Katarina Domijan, Trinity College Dublin

Title:  "VARIABLE SELECTION VIA DECISION THEORY FOR A BAYESIAN KERNEL CLASSIFICATION METHOD"

with Simon P. Wilson.

Abstract:

We consider the problem of optimal Bayesian design for a variable
selection problem in a multi-category classification model based
on the theory of reproducing kernel Hilbert spaces (RKHS). The
kernel classifier has a hierarchical prior structure and is
treated with a fully Bayesian inference procedure. The Gibbs
sampler is implemented to find the posterior distributions of the
parameters. One nice side-effect of this approach is that it
allows us to compute samples from the distributions of the class
probabilities, which give a more complete picture of the
classification.
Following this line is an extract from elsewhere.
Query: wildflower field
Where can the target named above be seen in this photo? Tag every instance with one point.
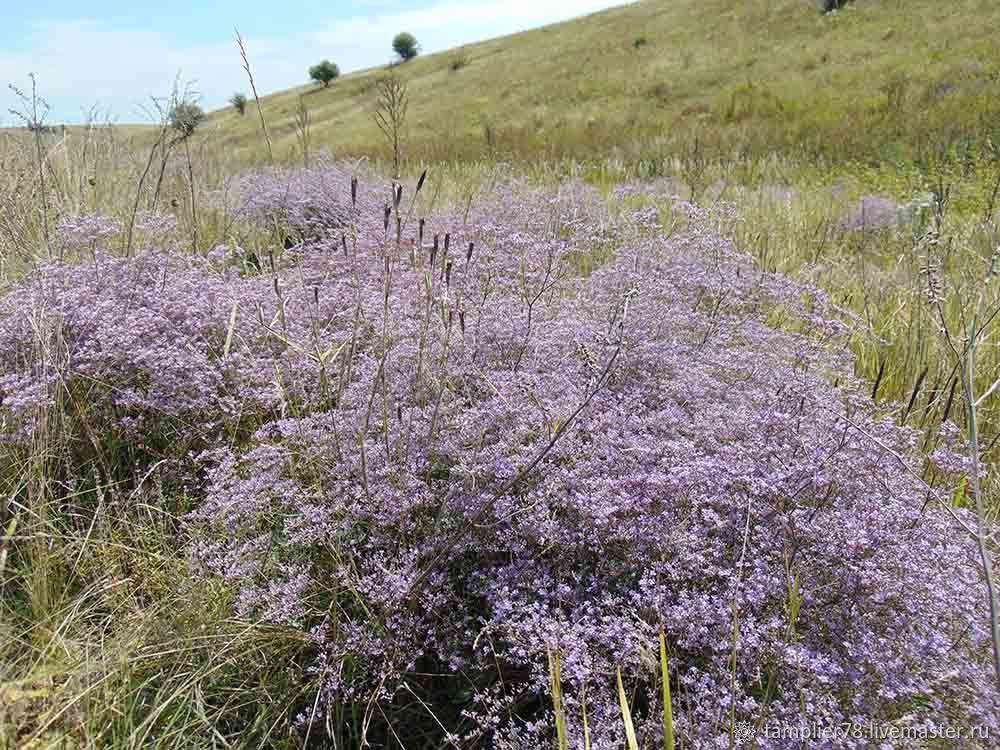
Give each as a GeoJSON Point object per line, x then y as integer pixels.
{"type": "Point", "coordinates": [303, 450]}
Kernel classifiers are typically aimed at $n<<p$
problems and we apply the approach to some benchmark data sets as
well as a highly dimensional micro-array data set. Another nice
feature of the model is that it achieves good classification
results without any pre-processing or data reduction. However, the
kernel classifier is highly dimensional and over-parameterized,
hence we consider Bayesian decision theory to reduce its
complexity. The decision space is the set of all possible subsets
of variables, which is discrete and highly dimensional. This
translates to a stochastic optimization problem, where the optimal
decision maximizes the expected utility function with respect to
all the unknowns, including the model parameters and future data.
We consider some stochastic optimization methods, in particular
Taboo Search (\cite{glover77}) and Inhomogenous MCMC
(\cite{muller04}),a method closely related to simulated annealing
whose limiting distribution is the optimal solution. The
Inhomogenous MCMC is aimed at design problems, such us our
application, where the utility function is not available for
direct evaluation, instead it is computed through simulation.




P. Muller, B. Sanso and M. De Iorio.
 Optimal Bayesian Design by Inhomogeneous Markov Chain Simulation.
 {\em J. Am. Stat. Assoc.}, 99:467:788--798, 2004.

F. Glover.
Heuristics for Integer Programming Using Surrogate Constraints.
{\em Decision Sciences}, 8:156--166, 1977.